Roy Anderson vaciló un instante. Se contrajeron sus músculos.
—Sólo pretendo conducirla abajo, hasta uno de los caballos —decidió infundirla confianza—. No voy a hacerla ningún daño.
—¡Son ustedes lobos de la misma calaña! ¡Tan despreciables los unos como los otros! ¡No consentiré que me ponga de nuevo la mano encima!
—¡Brava muchacha! —comentó con sorna otro de los pistoleros—, ¡Y animosa! Sospecho que no tendrás más remedio que dormirla de un culatazo si sigues en el empeño de cargar con ella.
—Iré por mi propio pie. Conozco perfectamente el camino.
—Si es ese su deseo...
Herman West se encontraba ya junto a la puerta.
—¡Vamos! ¡Nada de contemplaciones! —ordenó tajante—. El tiempo apremia.
Roy Anderson alargó una mano. Asió a la joven por un pliegue de su vestido. Tiró de él y Elsie MacKinley cayó en sus brazos. Todo de una manera rápida, inesperada.
En seguida la inmovilizó contra su pecho. Casi sin esfuerzo. Como si se tratara de una pluma se la cargó de nuevo sobre uno de sus hombros. Echó a andar hacia la salida.

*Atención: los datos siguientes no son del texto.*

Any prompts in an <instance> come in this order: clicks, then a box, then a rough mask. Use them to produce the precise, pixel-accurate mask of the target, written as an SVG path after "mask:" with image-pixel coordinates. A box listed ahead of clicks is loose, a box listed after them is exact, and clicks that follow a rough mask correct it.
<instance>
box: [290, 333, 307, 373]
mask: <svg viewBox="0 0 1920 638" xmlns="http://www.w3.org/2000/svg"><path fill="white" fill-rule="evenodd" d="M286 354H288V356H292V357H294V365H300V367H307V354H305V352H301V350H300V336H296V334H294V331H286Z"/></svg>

—Vamos allá, jefe —masculló— Esta gata rabiosa no nos conoce todavía demasiado bien a lo que veo.
El ranchero apretó los puños hasta hundirse las uñas en la carne.
—¡Miserables! —farfulló sintiendo que lágrimas de impotencia le quemaban en el fondo de los ojos.
Cuando el grupo de forajidos abandonó la estancia llevándose a su hija consigo, un ronco sollozo escapó de su pecho. Se derrumbó de nuevo en la silla y hundió el rostro entre sus manos crispadas, como quien siente que le va a estallar el corazón.